Но это было лишь началом беспримерного труда. Бесчисленные листы исколотого иглою картона надо превратить в рукопись. И вновь – месяцы кропотливого труда. Ощупывая пальцами всё ещё непривычные дырочки букв, Вали диктует роман для переписки от руки своим близким, друзьям. Даже дети, едва выучившиеся читать и писать, усердно помогают слепому писателю, выводят строка за строкой свои каракули. Сохранившаяся рукопись романа – это не только гимн всепобеждающему труду. Это – гимн Великой человеческой дружбе.
Во время «перевода» романа на шрифт зрячих Вали продолжает совершенствовать рукопись: добивается того, чтобы архитектоника произведения обрела стройность, подчас заново перерабатывает целые главы, шлифует язык романа.
Наконец и эта работа завершена. Теперь надо показать роман опытным литераторам, посоветоваться с ними. Не без душевного трепета переступает Вали Гафуров порог Союза писателей Узбекистана. Что если всё написанное им с таким трудом окажется никому не нужным ворохом бумаги!
Литературный консультант писательского Союза Вахаб Рузиметов, увидев перед собой груду разнокалиберных листочков, испещрённых убористыми буковками, неразборчивой скорописью, каракулями, мысленно схватился за голову. Как всё это прочитать, проанализировать, оценить? Однако стоило ему пробежать глазами страничку, другую, как он уже не мог оторваться от рукописи. Странички повествовали о трагической и прекрасное жизни.

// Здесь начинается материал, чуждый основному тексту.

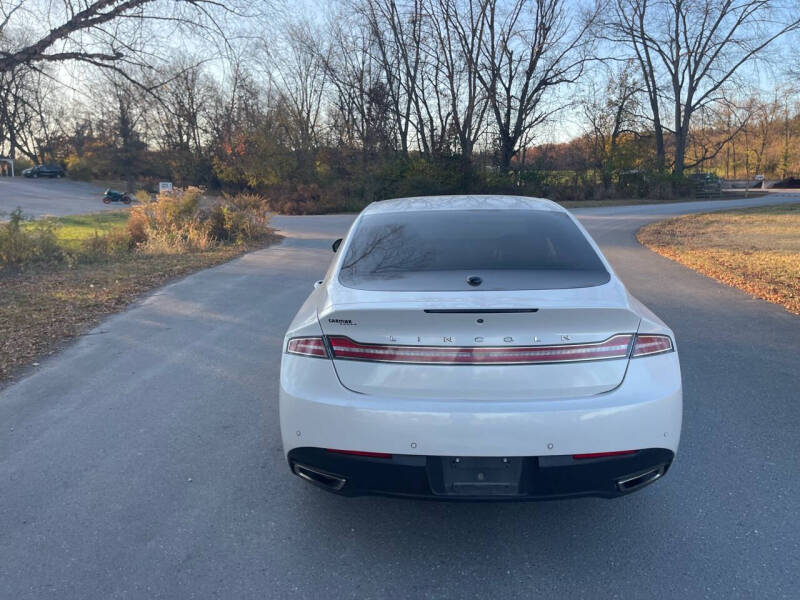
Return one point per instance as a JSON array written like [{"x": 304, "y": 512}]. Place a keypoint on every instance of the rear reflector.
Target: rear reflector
[
  {"x": 647, "y": 344},
  {"x": 359, "y": 453},
  {"x": 604, "y": 454},
  {"x": 617, "y": 346},
  {"x": 310, "y": 346}
]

Романом Вали Гафурова заинтересовался известный узбекский прозаик Шухрат. Сам в прошлом фронтовик, прошедший суровую школу войны, он помог автору литературно обработать рукопись, подготовить её к печати. И вот роман «Верная» публикуется и журнале «Шарк Юлдузи», а затем выходит на узбекском языке отдельной книгой. Он сразу же нашёл своего благодарного и многочисленного читателя, увидевшего в герое романа – Рустаме Шакирове – и авторе романа людей, продолжающих бессмертный подвиг Павла Корчагина – Николая Островского.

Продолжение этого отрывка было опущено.